Indiabulls Housing offers to buy back its slumping bonds

Bloomberg January 31 | Updated on January 31, 2020 Published on January 31, 2020

Non-banking financial company Indiabulls Housing Finance is offering to buy back its cheapened bonds after an ongoing fraud probe and a prolonged credit squeeze helped push yields as high as 43 per cent last year.

Indiabulls will repurchase anything trading at a yield of more than 12 per cent and has already spent $210 million to buy its local debt in December, said Chief Executive Officer Gagan Banga. The lender has consistently denied allegations of wrongdoing and Banga said the deals aim to correct pricing in an opaque and shallow market.

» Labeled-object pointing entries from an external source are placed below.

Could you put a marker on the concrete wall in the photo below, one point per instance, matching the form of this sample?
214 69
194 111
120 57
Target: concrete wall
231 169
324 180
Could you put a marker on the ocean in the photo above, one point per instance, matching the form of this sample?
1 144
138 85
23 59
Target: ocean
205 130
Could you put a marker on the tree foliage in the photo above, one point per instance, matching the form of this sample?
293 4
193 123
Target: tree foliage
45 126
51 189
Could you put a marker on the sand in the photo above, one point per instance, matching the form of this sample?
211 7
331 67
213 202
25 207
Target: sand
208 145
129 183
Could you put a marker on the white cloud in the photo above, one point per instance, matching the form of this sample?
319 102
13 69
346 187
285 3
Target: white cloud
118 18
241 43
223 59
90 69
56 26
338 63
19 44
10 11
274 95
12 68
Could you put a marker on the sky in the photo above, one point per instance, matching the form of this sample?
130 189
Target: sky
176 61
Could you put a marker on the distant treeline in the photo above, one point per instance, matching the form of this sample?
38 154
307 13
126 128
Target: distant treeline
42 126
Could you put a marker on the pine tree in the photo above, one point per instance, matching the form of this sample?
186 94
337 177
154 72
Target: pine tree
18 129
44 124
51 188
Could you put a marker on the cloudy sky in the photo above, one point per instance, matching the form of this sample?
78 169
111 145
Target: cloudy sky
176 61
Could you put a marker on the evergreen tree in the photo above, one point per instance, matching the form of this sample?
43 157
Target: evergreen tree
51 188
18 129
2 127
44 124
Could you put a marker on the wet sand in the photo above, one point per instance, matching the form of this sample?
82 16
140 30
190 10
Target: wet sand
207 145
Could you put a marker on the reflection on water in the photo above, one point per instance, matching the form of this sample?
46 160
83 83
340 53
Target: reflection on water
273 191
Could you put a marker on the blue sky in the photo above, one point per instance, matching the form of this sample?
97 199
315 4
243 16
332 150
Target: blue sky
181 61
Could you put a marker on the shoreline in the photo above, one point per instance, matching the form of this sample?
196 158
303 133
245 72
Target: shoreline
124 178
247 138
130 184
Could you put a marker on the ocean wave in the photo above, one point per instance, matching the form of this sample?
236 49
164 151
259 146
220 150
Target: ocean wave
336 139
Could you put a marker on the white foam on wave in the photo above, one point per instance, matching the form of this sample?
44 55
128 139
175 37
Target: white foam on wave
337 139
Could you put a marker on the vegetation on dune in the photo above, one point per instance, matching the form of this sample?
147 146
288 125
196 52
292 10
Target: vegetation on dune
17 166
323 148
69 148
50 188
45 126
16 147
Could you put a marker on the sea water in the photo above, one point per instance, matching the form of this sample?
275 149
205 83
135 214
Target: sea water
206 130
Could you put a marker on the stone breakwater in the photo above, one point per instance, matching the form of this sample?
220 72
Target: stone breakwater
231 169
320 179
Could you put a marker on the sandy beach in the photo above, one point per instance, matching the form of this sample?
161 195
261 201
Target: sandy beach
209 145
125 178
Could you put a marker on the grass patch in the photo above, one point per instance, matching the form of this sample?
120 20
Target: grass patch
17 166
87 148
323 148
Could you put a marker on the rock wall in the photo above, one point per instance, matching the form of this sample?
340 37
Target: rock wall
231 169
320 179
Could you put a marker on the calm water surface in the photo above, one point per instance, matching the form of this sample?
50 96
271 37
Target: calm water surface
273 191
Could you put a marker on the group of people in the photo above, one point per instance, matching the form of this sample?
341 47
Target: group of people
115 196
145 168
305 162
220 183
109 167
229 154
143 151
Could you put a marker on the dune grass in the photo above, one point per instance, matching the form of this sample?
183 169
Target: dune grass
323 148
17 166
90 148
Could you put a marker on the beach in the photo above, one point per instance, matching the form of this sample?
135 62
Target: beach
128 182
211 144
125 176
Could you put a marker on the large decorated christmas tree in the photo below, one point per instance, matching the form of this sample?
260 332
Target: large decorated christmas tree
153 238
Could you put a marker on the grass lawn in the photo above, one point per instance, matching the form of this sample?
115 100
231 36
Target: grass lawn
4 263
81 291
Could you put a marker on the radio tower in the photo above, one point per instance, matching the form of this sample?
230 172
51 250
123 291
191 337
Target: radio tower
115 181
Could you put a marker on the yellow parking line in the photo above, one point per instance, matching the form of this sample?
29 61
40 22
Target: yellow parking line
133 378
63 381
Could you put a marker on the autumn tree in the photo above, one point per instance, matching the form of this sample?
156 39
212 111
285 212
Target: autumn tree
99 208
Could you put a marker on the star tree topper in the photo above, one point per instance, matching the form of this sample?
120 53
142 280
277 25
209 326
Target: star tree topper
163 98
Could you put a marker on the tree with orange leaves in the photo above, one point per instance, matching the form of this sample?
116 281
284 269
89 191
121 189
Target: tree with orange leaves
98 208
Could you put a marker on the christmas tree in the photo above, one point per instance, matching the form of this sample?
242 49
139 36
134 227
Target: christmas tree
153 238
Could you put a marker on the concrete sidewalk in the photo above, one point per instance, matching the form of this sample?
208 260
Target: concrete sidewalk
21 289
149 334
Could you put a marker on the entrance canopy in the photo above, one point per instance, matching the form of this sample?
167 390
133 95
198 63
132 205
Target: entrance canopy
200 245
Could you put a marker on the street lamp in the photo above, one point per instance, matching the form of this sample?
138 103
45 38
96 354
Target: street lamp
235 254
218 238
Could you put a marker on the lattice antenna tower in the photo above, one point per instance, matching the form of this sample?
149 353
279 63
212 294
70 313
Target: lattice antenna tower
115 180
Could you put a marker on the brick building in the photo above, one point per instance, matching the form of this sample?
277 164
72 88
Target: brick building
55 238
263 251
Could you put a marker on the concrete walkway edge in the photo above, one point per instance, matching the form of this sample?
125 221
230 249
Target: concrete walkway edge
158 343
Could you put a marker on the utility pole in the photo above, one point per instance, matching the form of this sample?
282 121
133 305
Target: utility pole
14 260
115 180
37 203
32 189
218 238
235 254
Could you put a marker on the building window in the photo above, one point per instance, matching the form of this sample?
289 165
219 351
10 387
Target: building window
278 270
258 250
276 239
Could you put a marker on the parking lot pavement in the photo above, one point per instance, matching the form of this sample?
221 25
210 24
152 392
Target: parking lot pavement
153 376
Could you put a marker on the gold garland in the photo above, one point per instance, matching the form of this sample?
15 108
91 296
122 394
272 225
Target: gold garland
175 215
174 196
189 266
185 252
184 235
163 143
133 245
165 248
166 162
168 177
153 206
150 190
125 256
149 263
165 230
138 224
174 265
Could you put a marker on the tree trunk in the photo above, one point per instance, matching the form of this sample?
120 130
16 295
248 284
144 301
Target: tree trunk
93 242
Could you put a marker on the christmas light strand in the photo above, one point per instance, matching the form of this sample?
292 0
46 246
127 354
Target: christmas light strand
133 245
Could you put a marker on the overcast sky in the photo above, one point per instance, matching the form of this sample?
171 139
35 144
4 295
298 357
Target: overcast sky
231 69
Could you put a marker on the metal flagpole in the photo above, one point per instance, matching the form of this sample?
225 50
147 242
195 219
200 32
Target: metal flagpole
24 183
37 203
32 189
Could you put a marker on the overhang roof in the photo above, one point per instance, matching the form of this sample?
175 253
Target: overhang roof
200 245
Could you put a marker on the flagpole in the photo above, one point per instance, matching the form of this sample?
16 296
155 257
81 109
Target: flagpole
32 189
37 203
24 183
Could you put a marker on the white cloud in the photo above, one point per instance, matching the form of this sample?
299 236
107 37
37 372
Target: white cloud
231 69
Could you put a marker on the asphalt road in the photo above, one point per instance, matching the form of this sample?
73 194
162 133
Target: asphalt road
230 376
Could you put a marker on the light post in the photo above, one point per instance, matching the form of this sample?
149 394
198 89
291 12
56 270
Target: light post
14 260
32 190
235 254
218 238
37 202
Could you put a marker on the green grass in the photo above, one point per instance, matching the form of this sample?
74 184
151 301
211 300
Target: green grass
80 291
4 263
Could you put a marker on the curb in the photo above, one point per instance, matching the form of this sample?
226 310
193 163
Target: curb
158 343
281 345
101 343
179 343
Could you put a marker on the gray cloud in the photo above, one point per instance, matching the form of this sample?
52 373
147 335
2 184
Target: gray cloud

“Unless the bond markets fully mature, I don’t know the way out,” said Banga. “That’s what we can do to send a strong message, normalise the market.”

Shares slump

Indiabulls’ bonds and shares have slumped since September 2018, when the collapse of an infrastructure financier triggered a squeeze that is still denying cash to all but the strongest shadow lenders. Authorities are investigating Indiabulls for improper lending and last year rejected its plan to merge with a bank, blocking a path that would have helped both firms raise funds and strengthen buffers.

Policy makers have long tried to deepen the debt market, and further steps are expected in the Budget on Saturday. While there are more than 23,000 outstanding corporate bonds in India, only 350 trades were reported on average each day in 2019 through September, data from the Securities and Exchange Board of India show.

Indiabulls lost its top credit rating in the final few months of 2019 due to the funding squeeze and failure to get regulatory approval for its proposed merger with Lakshmi Vilas Bank. The Delhi High Court, on February 28, will hear a petition to probe Indiabulls on allegations that the company gave dubious loans worth billions of rupees to shell companies through firms owned by the group’s founders to increase their personal wealth. A separate petitioner withdrew a similar case against Indiabulls in November.

A freak trade

Indiabulls’ rupee bond due 2021 traded at a 27.5 per cent yield on January 22, only to fall back to 15 per cent two days later. The lender said it was a freak trade that pushed the yield to 43.04 per cent in October; Bajaj Allianz Life Insurance Co ended not delivering the debt to Deutsche Bank, people familiar with the matter had said at the time.

“It is buybackable if it’s anything above 12 per cent,” said Banga. “I understand my liquidity position better than anyone else. It is the best utilisation of capital. Why will I not do it”?

A company presentation shows Indiabulls held ₹1.1-lakh crore worth of assets as of September 30; 19.3 per cent of this in the form of liquid instruments, almost four times more than the average of the top five shadow lenders in India.

On Wednesday, Indiabulls offered to prematurely redeem its bonds maturing in February.